São Paulo
Grupo skinhead neonazista apavora freqüentadores dos Jardins no feriado
Da Redação
23/4/2006
Um grupo de skinheads neonazistas com aproximadamente 20 integrantes, agrediu e esfaqueou freqüentadores dos Jardins, na região da rua Consolação, na madrugada de sexta-feira, 22/4, por volta das 2h30 da manhã. Quatro vítimas foram encaminhadas ao Hospital das Clínicas. Um deles, ferido a facadas, ainda está internado.

Dos quatro agredidos, dois garotos e duas garotas, três eram adolescentes. Os agressores estão foragidos. Eles foram classificados como 'skinheads' pois no grupo alguns rapazes usavam coturnos e cabelos raspados. O grupo, formado por mulheres e homens, também usava jaquetas pretas, segundo testemunhas. A polícia vai investigar a origem da agressão.

Antes do ataque da última sexta-feira, o mesmo grupo já estava circulando na região. Eles mantinham-se em frente a um supermercado e agrediam verbalmente góticos, gays e punks que passavam pelo local. Essa região dos Jardins possui diversos bares e clubes, alguns freqüentados por jovens heterossexuais amantes do rock. Outros bares da mesma região são clássicos endereços de gays jovens.
Punks, roqueiros e clubbers, héteros ou gays, costumam ser alvo para gangues de skinheads neonazistas. A presença do tal grupo em torno dessa região dos Jardins já tinha sido principal assunto de reunião na Câmara dos Vereadores de São Paulo, na última quarta-feira, 19/4, dois dias antes dos ataques. O Conselho Consultivo formado pela vereadora Soninha planejava ações para conter o grupo, denunciando-o às autoridades (leia aqui). No sábado, dia seguinte à agressão, as ruas em torno da Consolação estavam apinhadas de policiais e nenhum vestígio do grupo foi noticiado. Contudo, a quantidade de freqüentadores caiu sensivelmente no sábado.
Outros ataques
Em setembro de 2005 um jovem de 19 anos foi gravemente ferido em Curitiba por cinco rapazes, dois deles eram carecas e usavam coturnos (leia aqui). Nos dias seguintes à agressão, foram colados adesivos pela cidade assinados por um grupo skinhead, que pregava morte aos gays e punks, entre outros absurdos. Em outubro, o grupo Dignidade fez protesto nas ruas centrais da capital paranaense pedindo que autoridades investigassem o caso (aqui).

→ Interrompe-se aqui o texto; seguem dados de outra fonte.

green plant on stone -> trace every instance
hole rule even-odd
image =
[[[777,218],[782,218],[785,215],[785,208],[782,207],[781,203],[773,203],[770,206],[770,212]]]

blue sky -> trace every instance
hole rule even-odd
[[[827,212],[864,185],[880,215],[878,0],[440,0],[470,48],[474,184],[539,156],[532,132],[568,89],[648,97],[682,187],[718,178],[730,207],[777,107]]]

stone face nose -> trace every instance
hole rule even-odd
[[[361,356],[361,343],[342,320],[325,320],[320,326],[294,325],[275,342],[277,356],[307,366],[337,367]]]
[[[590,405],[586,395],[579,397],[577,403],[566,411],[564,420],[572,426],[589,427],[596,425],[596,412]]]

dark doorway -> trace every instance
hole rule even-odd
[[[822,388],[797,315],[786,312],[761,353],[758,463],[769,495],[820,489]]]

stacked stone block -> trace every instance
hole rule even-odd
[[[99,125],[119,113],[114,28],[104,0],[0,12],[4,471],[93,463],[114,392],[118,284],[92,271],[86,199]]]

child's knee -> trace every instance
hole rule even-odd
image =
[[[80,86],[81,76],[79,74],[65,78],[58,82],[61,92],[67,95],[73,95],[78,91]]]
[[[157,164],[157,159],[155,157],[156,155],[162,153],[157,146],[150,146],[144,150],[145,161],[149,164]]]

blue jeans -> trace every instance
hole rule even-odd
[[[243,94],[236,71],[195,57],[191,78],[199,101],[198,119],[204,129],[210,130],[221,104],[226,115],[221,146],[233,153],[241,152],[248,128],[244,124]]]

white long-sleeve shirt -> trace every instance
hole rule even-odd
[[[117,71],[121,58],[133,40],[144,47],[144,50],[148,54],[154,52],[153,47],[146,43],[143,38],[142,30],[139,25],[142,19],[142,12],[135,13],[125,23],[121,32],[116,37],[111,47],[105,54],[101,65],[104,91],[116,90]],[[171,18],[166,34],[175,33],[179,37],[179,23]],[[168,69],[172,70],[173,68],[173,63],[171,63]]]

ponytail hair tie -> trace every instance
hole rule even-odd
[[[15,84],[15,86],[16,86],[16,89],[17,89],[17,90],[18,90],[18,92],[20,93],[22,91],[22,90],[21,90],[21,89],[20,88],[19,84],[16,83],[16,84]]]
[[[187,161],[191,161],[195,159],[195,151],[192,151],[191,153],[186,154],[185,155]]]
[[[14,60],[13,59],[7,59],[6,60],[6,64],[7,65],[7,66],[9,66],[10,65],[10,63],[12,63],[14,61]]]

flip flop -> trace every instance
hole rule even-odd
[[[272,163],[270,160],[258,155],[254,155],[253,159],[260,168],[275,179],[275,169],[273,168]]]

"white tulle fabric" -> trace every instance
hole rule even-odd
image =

Em fevereiro de 2000, o adestrador de cães Edson Néris, foi assassinado na Praça da República em São Paulo por um grupo de skinhead. O caso causou comoção entre a comunidade gay da cidade e vários protestos foram realizados.

Liberdade

A região dos Jardins, em especial o quadrilátero entre as alamedas Santos e Franca, é, há anos, território democrático de diversão jovem de São Paulo. Por lá trafegam, sem problemas, gays, travestis, lésbicas, heterossexuais, góticos e roqueiros, principalmente. É um lugar bastante tolerante às diferenças e isso é um exemplo para o resto de São Paulo e para outras cidades. A freqüência misturada e saudável deve continuar, para o bem da democracia e da liberdade. A ação intolerante desse grupo, como a de qualquer outro, precisa, portanto, ser punida.